Traders were intent on selling stocks and did in a big way. Nasdaq volume rocketed higher, the SPX 500 also with an extreme move. The rout was on from the start, heavy sell programs all session following poor earnings from big names Tesla and Alphabet. Given the exposure to these and other big cap names it is not surprise Nasdaq led volume statistics. The Industrials also pushed down hard and had a distribution day, it’s fourth in a week. As these accumulate we should be mindful this could be more than a correction.
We had been looking for areas of support for the markets since this rise above 5,450 started things but when you have an avalanche of selling like Wednesday those support levels fail miserably. That was the case here yesterday, but the SPX 500 did land right on the 50 ma, right at 5.430. That might be enough to attract some buying attention so it is more important to watch the development rather than jump in with both feet. Many pullbacks can be bought but this was a big one and has carried over from last week.
The Internals
What’s it mean?
That was some selling yesterday. Markets got thumped hard, and we can see it in the internals. The VOLD just miserable, down all sessiong long, the ADD followed as well to some deep negative readings. The VIX was bullish, but not for the markets as it reach nearly 19%. Ticks were red all day long, especially on the Nasdaq where very few green arrows were seen Put/calls were on the rise. The damage was harsh and it will clearly take heavy lifting and better sentiment to move markets back up.
The Dynamite
Economic Data:
- Thursday:jobless claims, GDP first look, Durable Goods, inventories
- Friday:PCE, consumer sentiment
Earnings this week:
- Wednesday:T, SLAB, IBM, KLAC, NOW, URI, WM, F,LVS, WHR,CMG
- Thursday:CMCSA, DOV, DOW, HON, KBP, LAZ, MAS, NOC, POOL, STM, DECK, HEES, JNPR, RKU TEX
- Friday:MMM, CL, SXT, CHTR, CNT
Fed Watch:
No Fed speakers this week as the committee is in their quiet period before next week’s meeting. The data seems to be playing out in their favor albeit a bit slow. That’s fine, the Fed Funds remains high and restrictive just in case inflation starts to rise again. Chair Powell did recently say he believed the next move on rates would be a cut but was short of applying a time, as is usually the case.
Stocks to Watch
Small Caps – What a move for the small caps over the past couple weeks. Amazing price action, strong volume and very positive breadth have stoked a massive catch up. Will it continue towards the end of the month?

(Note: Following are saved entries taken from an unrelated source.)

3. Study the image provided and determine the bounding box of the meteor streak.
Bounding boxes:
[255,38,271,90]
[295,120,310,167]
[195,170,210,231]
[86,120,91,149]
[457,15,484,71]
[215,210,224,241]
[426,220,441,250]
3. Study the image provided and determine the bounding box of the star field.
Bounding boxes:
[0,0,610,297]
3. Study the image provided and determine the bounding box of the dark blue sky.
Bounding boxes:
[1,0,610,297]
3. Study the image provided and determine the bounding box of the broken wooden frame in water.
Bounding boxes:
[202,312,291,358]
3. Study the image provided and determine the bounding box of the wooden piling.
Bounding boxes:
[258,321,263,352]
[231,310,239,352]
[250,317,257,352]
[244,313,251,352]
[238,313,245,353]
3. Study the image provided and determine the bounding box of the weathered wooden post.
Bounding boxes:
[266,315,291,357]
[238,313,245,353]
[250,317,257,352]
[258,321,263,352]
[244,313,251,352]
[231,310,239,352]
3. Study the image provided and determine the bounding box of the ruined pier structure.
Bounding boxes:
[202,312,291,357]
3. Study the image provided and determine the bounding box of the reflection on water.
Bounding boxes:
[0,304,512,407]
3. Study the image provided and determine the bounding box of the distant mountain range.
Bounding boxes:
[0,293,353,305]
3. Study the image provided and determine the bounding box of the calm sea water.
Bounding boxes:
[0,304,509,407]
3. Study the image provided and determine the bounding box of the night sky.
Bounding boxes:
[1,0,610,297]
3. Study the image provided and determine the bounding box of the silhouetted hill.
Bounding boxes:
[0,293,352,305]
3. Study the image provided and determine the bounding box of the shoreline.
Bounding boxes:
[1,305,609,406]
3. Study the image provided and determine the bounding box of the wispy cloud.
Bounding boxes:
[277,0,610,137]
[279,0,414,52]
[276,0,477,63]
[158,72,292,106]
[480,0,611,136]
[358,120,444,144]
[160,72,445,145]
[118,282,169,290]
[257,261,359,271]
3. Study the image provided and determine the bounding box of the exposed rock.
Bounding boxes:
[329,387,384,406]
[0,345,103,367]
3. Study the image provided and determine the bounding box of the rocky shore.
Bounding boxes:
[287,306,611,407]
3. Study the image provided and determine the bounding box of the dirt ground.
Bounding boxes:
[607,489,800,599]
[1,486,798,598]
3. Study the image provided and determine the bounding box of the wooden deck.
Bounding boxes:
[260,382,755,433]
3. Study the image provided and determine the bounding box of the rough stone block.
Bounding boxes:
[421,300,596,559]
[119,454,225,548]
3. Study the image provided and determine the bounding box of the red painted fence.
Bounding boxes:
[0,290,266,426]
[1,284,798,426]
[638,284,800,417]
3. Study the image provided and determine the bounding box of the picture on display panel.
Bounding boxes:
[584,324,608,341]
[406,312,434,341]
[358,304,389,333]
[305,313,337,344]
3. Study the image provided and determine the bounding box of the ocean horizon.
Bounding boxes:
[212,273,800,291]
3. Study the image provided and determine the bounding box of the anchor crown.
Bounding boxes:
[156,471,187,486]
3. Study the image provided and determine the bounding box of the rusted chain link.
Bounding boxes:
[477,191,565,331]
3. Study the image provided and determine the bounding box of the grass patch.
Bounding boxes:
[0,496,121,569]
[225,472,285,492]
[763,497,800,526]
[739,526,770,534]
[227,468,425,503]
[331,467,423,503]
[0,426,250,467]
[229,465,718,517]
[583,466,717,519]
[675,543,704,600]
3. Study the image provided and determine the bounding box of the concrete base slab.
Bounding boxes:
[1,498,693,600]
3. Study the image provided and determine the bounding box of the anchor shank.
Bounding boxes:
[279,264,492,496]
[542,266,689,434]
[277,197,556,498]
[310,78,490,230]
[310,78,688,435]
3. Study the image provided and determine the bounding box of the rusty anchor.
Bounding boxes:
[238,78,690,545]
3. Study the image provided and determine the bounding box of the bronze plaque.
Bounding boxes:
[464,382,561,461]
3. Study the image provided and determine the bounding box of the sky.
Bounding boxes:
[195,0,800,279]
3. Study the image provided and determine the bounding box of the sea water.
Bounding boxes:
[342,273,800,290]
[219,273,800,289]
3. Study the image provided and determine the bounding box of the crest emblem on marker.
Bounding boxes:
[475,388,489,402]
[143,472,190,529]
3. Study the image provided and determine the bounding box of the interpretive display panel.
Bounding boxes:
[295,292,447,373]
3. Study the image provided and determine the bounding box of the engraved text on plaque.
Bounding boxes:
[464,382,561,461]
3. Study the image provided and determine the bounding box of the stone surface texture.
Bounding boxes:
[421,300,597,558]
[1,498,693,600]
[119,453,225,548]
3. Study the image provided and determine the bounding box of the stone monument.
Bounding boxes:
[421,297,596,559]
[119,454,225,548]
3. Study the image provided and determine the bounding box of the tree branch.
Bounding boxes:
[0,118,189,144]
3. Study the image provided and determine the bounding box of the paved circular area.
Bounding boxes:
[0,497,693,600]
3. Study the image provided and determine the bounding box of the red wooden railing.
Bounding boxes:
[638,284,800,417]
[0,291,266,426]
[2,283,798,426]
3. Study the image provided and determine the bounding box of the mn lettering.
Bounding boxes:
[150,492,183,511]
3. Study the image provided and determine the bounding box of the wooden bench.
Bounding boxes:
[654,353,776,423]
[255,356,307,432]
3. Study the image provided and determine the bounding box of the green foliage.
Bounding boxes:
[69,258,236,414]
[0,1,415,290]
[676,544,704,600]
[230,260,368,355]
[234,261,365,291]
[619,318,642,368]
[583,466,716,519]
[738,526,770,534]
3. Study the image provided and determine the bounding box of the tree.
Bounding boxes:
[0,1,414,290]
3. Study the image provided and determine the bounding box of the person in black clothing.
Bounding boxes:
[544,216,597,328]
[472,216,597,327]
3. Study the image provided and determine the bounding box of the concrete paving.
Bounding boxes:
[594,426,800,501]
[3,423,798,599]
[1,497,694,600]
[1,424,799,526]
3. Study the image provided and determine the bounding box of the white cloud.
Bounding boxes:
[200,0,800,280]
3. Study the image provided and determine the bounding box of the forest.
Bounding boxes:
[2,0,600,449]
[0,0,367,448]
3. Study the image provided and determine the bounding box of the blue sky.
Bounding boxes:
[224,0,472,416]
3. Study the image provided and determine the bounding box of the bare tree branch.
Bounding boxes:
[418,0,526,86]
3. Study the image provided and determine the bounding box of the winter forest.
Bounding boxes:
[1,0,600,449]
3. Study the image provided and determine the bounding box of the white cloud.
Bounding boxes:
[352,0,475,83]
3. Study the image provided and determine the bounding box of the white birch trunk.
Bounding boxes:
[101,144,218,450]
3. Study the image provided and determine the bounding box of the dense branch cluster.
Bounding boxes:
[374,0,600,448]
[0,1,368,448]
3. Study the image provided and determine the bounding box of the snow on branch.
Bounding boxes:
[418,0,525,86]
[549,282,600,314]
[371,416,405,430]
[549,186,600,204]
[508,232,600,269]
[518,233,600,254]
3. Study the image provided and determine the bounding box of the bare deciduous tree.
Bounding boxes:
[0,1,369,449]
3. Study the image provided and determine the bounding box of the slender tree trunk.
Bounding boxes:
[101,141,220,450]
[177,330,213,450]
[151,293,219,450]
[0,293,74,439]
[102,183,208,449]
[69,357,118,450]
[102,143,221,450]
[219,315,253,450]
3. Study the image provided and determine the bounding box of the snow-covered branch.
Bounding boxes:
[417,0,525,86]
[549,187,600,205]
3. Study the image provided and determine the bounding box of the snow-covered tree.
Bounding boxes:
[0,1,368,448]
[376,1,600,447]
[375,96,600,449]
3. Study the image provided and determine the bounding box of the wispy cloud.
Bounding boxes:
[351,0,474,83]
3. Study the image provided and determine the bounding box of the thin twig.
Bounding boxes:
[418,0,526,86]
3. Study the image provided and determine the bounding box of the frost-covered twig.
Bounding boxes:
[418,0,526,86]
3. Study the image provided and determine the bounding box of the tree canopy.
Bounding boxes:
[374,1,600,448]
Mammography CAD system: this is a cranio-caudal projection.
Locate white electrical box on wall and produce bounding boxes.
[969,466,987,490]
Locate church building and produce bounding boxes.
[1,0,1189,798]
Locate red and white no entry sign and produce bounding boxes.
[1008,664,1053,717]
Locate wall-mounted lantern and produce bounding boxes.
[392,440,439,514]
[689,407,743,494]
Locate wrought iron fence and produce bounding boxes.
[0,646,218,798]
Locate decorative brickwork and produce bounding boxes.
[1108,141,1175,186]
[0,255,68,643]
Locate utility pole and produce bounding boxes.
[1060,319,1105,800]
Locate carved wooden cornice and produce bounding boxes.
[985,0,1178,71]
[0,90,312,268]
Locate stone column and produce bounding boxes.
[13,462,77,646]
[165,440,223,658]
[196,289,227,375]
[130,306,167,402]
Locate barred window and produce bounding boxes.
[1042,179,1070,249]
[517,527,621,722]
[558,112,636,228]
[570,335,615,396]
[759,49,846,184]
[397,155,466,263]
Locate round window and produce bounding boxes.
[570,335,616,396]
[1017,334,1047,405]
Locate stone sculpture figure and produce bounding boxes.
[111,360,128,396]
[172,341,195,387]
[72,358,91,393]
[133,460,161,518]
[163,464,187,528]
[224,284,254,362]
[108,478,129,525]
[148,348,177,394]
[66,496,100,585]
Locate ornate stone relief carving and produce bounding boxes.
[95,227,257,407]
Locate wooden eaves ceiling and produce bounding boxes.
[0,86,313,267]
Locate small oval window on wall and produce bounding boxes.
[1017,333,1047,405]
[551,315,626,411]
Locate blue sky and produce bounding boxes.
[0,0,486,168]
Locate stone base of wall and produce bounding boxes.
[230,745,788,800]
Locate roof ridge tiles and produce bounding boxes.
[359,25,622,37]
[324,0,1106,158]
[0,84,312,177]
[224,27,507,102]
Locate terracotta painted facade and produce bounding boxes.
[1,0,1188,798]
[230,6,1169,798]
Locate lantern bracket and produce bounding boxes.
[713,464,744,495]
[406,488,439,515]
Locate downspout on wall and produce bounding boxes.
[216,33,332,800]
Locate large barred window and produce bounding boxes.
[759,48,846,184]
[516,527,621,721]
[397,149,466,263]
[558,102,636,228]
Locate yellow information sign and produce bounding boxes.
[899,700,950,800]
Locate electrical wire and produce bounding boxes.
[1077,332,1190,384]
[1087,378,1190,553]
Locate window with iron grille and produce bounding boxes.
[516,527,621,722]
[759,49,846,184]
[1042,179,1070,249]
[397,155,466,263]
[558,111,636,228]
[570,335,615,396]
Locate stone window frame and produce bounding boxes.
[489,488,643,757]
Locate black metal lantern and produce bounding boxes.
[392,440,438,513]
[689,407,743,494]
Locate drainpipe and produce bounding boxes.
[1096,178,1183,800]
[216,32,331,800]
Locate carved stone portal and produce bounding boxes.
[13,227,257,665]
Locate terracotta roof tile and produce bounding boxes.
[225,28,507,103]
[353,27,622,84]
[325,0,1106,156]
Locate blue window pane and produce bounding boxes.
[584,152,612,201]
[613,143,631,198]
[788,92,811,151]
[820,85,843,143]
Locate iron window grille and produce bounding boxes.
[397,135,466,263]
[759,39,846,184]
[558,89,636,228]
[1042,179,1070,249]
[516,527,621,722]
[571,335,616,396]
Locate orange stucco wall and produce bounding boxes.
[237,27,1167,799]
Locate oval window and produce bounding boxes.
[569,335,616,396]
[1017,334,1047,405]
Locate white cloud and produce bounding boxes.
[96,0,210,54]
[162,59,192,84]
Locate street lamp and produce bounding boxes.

Technology stocks – This group has been hammered recently as some of the froth has been removed. Further, the uncertainty over how a new administration would create policy is also a question mark that leads investors to be more cautious. If you have a huge gain in something like NVIDIA, you take some off before any ‘black swan’ bad news becomes known.
Inflation – The PCE will be released on Friday morning, a favored indicator of the Fed for monetary policy. The trend has been lower for inflation, will it continue?